In questa ottica la menzione d’onore è un riconoscimento che a tutti quelli che si sono adoperati per la fisarmonica colta, il bajan (siano essi musicisti, compositori  o costruttori di magnifici strumenti con cui potersi esprimere artisticamente ai massimi livelli).

Massimiliano Pitocco, classe 1969, insegna fisarmonica da concerto bajan al Conservatorio “Santa Cecilia” di Roma; molti dei suoi studenti sono stati vincitori dei più importanti concorsi internazionali di fisarmonica, e sono oggi docenti presso noti Conservatori di Musica.

Pitocco deve la sua valenza artistica sì alle intuizioni del suo primo Maestro Alessandro Di Zio, ma anche e soprattutto al fatto di essersi spostato ad un livello internazionale: diplomatosi a Parigi nel 1992 con il M° Max Bonnay al Conservatorio Nazionale Superiore conseguendo un secondo diploma al Conservatorio “Ville de Paris”. Si perfeziona e collabora successivamente con grandi come Friedrich Lips, Vladimir Zubitsky, Jacques Mornet e il fondatore del movimento colto fisarmonicistico europeo il danese Mogens Ellegaard.

La sua consacrazione avviene a Castelfidardo, città patria mondiale della fisarmonica, è qui che nell’86 e nell’88 vince il Premio Internazionale “Città di Castelfidardo”, ambitissima competizione che oggi lo vede ancora protagonista tra i componenti della prestigiosa giuria.

Ad egli va inoltre riconosciuto anche il merito di essere stato il primo ad investire sacrifici nello studio del bandoneon (strumento appartenente alla famiglia della fisarmonica ma utilizzato nel tango argentino) e a far conoscere il repertorio di Astor Piazzolla nelle più importanti sale da concerto. Fonda i “Four for Tango”, il TrisTango e il sestetto “Viento de Tango”.
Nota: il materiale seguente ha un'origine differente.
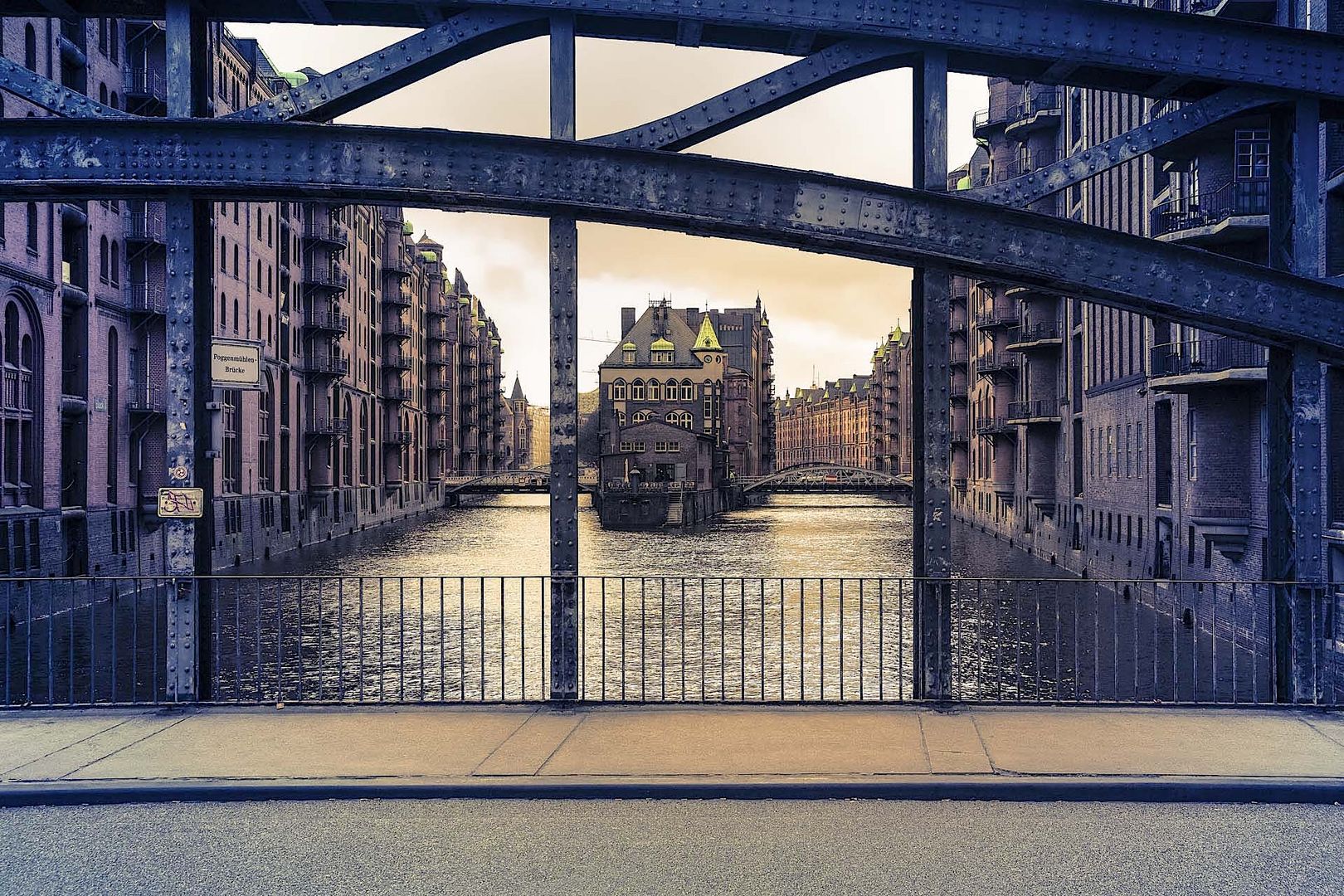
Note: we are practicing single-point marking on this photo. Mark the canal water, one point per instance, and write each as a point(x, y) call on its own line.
point(789, 536)
point(804, 598)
Oltre che con Milva, Massimiliano Pitocco ha collaborato e collabora con grandi musicisti quali Luis Bacalov, Ennio Morricone, Ivan Fedele, Sylvano Bussotti, Gidon Kremer, Nicola Piovani, Vinicio Capossela, David Riondino e attori come Michele Placido e Leopoldo Mastelloni; ha registrato numerose colonne sonore per film di cinema e televisione e inciso diversi album per note case discografiche.

Il riconoscimento Cento Eccellenze italiane lo dichiara come vero alfiere “sfondatore” nel mondo della cultura, una persona tenace e determinata che poi ha donato ad altri divenendo così un “caposcuola”.